適切な質問は「どう違うか」だろう。研究の結果を見れば結局ある種のバイアスのかかった見方が関連して白人はポジティブに黒人はネガティブに反応することがわずかだが半秒の違いに現れる。ここには二つの答えがある。一つの答えは(3100)人生時間の中で半秒の差は大きな問題である。警察官に誰を撃つかを瞬間的に選択する反応時間を使って測ると、不明な対象者を捕まえた時に典型的な意識がどちらを撃つのか大きな役割を果たす。さらに一般的にはこの無意識の意識テストでは審判の判定に大きな役割を果たしている。
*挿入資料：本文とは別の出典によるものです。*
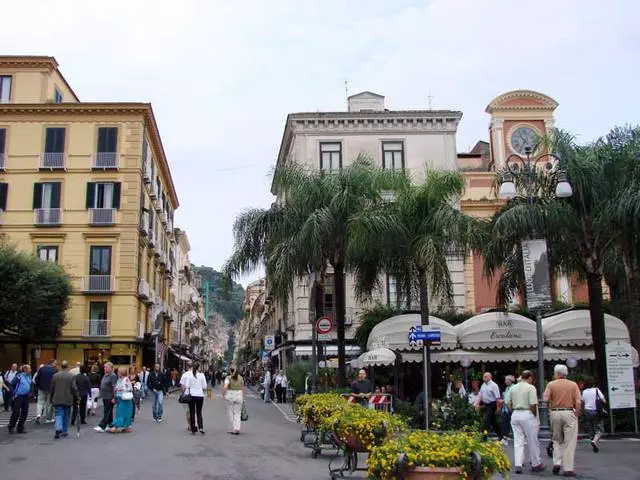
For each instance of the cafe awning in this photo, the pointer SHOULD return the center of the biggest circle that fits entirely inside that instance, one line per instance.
(495, 330)
(393, 333)
(574, 328)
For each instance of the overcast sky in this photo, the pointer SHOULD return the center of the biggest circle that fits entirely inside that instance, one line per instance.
(223, 74)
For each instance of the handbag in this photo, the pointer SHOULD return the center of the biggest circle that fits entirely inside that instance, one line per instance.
(244, 415)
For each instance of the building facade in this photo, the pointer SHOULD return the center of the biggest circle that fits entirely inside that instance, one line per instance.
(88, 186)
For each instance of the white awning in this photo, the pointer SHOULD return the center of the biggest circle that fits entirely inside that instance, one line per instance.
(377, 356)
(497, 330)
(330, 350)
(393, 333)
(574, 328)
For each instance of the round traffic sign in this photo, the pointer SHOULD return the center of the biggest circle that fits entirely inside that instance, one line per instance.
(324, 325)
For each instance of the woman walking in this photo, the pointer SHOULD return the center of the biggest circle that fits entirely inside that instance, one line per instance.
(124, 403)
(194, 383)
(232, 393)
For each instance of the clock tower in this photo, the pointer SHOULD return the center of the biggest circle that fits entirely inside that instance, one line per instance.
(518, 119)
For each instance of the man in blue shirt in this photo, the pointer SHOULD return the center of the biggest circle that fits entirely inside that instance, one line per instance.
(20, 391)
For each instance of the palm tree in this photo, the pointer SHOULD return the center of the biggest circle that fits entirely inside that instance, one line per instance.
(307, 230)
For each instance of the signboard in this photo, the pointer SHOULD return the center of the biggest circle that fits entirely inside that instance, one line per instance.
(324, 328)
(269, 342)
(420, 334)
(536, 274)
(620, 375)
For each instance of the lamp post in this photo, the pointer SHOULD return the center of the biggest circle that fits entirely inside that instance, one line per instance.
(527, 168)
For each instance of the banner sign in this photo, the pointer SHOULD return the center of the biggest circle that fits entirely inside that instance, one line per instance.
(536, 274)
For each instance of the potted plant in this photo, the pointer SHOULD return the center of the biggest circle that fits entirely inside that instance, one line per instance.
(429, 455)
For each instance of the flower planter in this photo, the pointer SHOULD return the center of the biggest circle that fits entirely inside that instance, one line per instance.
(436, 473)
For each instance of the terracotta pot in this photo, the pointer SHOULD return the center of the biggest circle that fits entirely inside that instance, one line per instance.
(437, 473)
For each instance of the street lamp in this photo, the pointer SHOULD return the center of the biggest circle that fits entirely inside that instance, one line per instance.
(527, 168)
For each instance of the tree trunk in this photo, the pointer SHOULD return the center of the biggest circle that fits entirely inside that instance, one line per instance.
(340, 288)
(596, 311)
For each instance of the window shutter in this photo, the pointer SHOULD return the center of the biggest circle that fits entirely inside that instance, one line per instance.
(116, 195)
(55, 195)
(91, 195)
(37, 195)
(4, 187)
意思決定が難しい場合の人種主義者ではない人でも明確な差別主義者ではない人でもこの議論はこれらのステレオタイプがあらゆる場面で影響を与えると言っている。一つの例を上げると、誰かがトラブルに巻き込まれた時、黒人か白人かどちらかが外から叫ぶ声が聞こえたとき(3201)一つの条件は君がその周辺に一人しかいない場合ともう一つの条件は他にも周辺に人がいた場合である。「傍観者効果」の研究から分かっているのは一般的にどちらが助けに行く可能性が高いか。一人か複数か。一人の場合だ。一人の場合には助けを求めている人の色にかかわらず助けに行く。しかし他にも人がいる場合は大きな違いがでる。この実験はKKKのメンバーではない人を対象にしている。この実験は普通の大学の学部生を対象に行ったものである。もしこのグループの中に入れば「助けようとしなかったのは黒人だったからだ」とは誰も言わないだろう。むしろ「助ける価値がないとは考えないが、周りにいるだれかが助けるだろうと考えた」と言うだろう。(3301)しかしこの違いを見ると本当の違いが現実的にはあることが分かる。

 

最後の研究は私の仲間でJack Dovidioした研究である。いかに人は誰かを推薦に基づいて雇うかを見たものである。これはちょっと複雑なものである。緑の棒がアフリカ系アメリカ人、青い棒がアメリカ系白人である。あるケースの場合この人たちの場合は強力な推薦状を持っていた。強力な推薦状を持っていた場合1989年では誰でも積極的に採用した。この二つには大きな差はなかった。推薦状がそこそこの場合審判の判定では被験者は大きく黒人より白人に集中した。1989年はずいぶん昔であるが同じ結果が1999年でも出ている。同じ結果が1年半前にも出ている。(3400)繰り返しになるがこの人たちは極端な差別主義者ではない。ここに現れているのは人々が持っているステレオタイプが現実世界の行動の違いを作っていることである。これらのすべてを一緒にしてTrish Devineの自動能理論という。この考え方は誰でもステレオタイプは持っている。これが個人的に接触すると自動的に起動する。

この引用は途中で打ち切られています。